Nephro-toxic effects of intraperitoneally injected EGCG in diabetic mice: involvement of oxidative stress, inflammation and apoptosis

Abstract

Epigallocatechin gallate (EGCG) has been studied for its beneficial effects. However, some case reports have associated EGCG supplementation with hepato-toxicity. In the present study, we investigated the possible nephro-toxic effects of EGCG in diabetic mice. Streptozotocin (150 mg/kg, i.p.) was injected in mice for diabetes induction. EGCG (100 mg/kg/day, i.p.) was then given for 4 days. The administration of EGCG to diabetic mice caused 60% mortality with no death recorded in other groups. Blood samples were collected for estimation of serum cystatin C, neutrophil gelatinase-associated lipocalin and blood urea nitrogen. Animals were then sacrificed and kidneys were rapidly excised for estimation of oxidative stress markers (NADPH oxidase, reduced glutathione, total antioxidant capacity, nuclear factor erythroid 2-related factor 2, heat shock protein 90, hemeoxygenase-1), as well as inflammatory markers (nuclear factor kappa-B and tumor necrosis factor-α). Administration of EGCG to diabetic mice showed significant elevation in serum cystatin C and neutrophil gelatinase-associated lipocalin, marked increase in oxidative stress and inflammatory states in addition to marked over expression of active caspase-3. Histopathological examination confirmed EGCG induced renal damage in diabetic mice. In conclusion, despite of its well known favorable effects, EGCG could paradoxically exhibit nephro-toxic effect in the presence of diabetes.

Figure 1

Effect of EGCG on STZ-induced changes in (A) NADPH oxidase, (B) Nrf2, (C) HO-1, (D) TAC (E) HSP 90 and (F) GSH. Each value represents the mean of 6–8 experiments ± S.E.M. ^*P < 0.05 vs. normal, ^@P < 0.05 vs. EGCG, ^#P < 0.05 vs. STZ.

Figure 2

Effect of EGCG on STZ-induced changes in (A) NfκB and (B) TNF-α. Each value represents the mean of 6–8 experiments ± S.E.M. ^*P < 0.05 vs. normal, ^@P < 0.05 vs. EGCG, ^#P < 0.05 vs. STZ.

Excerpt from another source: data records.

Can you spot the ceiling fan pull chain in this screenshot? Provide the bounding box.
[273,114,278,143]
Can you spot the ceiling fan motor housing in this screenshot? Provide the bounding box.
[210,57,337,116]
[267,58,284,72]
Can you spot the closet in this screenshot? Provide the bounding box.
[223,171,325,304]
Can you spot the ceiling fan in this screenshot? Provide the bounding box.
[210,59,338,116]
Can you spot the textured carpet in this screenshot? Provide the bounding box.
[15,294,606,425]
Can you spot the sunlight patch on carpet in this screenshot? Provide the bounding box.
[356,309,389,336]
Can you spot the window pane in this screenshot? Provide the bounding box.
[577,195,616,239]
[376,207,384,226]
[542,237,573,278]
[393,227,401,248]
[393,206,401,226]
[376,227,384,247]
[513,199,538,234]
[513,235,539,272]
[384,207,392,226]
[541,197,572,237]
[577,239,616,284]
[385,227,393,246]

Figure 3. Effect of EGCG on STZ- induced changes in immunohistochemical expression of active caspase-3 expression.

(A) (saline) showing normal tubules and glomeruli with –ve immunostaining for active caspase (x400), (B) (EGCG) showing normal tubules and glomeruli with –ve immunostaining for active caspase (x400), (C) (STZ) showing degenerated tubules with focal immunostaining of the epithelium for active caspase (x400) and (D) (STZ and EGCG) showing degenerated tubules with vacuolated epithelium showing wide immunostaining for active caspase (x400). (E) Each value represents the mean of 3 experiments ± S.E.M. ^*P < 0.05 vs. normal, ^@P < 0.05 vs. EGCG, ^#P < 0.05 vs. STZ.

Figure 4. Effect of EGCG on STZ- induced changes in histopathological examination.

(A) Kidney of mouse from control group showing no histopathological changes (H & E X 400) (B) kidney of mouse from EGCG group showing no histopathological changes (H & E X 400). (C) Kidney of mouse from diabetic group showing moderate congestion of renal blood vessel (H & E X 400) (D). Kidney of mouse from diabetic group receiving EGCG showing severe congestion of renal blood vessel and vacuolation of renal tubular epithelium (H & E X 400). (E) Kidney of mouse from diabetic group receiving EGCG showing necrosis of epithelial lining renal tubules (H & E X 400).